Florida tied the game 1-1 in the top of the fifth. Duncan reached on a forceout and left fielder Brian Haught, a .190 hitter, walked. With two out, second baseman David Eckstein singled in Duncan.
The Gators lost a chance to go ahead in the sixth when catcher Eric Castaldo struck out with runners on second and third and Haught flied out with the bases loaded.
Bertman said Yarnall's strikeout of Castaldo resulted from a strategy change.
"That was a 3-2 pitch, and he threw a breaking ball," Bertman said. "That's not usually Eddie's style.
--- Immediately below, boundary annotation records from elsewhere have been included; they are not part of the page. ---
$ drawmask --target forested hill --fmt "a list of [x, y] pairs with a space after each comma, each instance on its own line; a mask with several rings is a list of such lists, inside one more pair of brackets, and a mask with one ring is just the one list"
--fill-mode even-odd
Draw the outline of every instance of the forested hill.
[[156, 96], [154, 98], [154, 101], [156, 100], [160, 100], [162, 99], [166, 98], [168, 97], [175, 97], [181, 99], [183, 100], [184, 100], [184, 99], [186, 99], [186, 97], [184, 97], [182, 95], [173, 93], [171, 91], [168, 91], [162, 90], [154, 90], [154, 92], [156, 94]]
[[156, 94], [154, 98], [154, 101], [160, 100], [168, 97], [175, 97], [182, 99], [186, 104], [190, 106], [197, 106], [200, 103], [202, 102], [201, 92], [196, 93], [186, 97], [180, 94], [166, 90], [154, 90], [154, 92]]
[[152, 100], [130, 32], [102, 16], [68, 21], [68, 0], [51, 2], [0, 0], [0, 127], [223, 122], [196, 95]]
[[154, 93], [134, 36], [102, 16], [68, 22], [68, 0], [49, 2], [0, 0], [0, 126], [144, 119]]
He'll challenge you with the fastball and really pour it in there.
"But Castaldo has more strikeouts than walks, and first base was open, so Eddie went with the breaking ball and it was a great pitch."
LSU, held to one hit through five innings by Kaufman (11-5), got three hits in the sixth to regain the lead.
Third baseman Nathan Dunn beat out a grounder to short, then with one out Cooley singled. After Wilson was hit by a pitch to load the bases, Bowles lined a ball off the wall in right. He was held to a single when the runners delayed to see if it would be caught. But his hit put LSU ahead 2-1.
"I just wanted to put the ball in play and get us the lead," Bowles said. "It would have been nice to get more than a single off a ball hit that far, but it did the job."
Florida's final threat came in the eighth when Castaldo doubled with two outs. Patrick Coogan came on in relief of Yarnall and struck out Duncan. Then Chris Demouy and Jake Esteves combined on a perfect ninth inning.
In an earlier game this season against Florida, Coogan said, he blew a four-run lead for Yarnall.
"I felt I owed something," he said. "Not just to Ed, but to Florida, too."
Louisiana State, which won CWS titles in 1991 and 1993, will face Miami, which earned championships in 1982 and 1985.
"We don't know much about Miami because we've been focusing on the teams in our bracket," Bertman said. "We'll get the tapes out as soon as we get back to the hotel."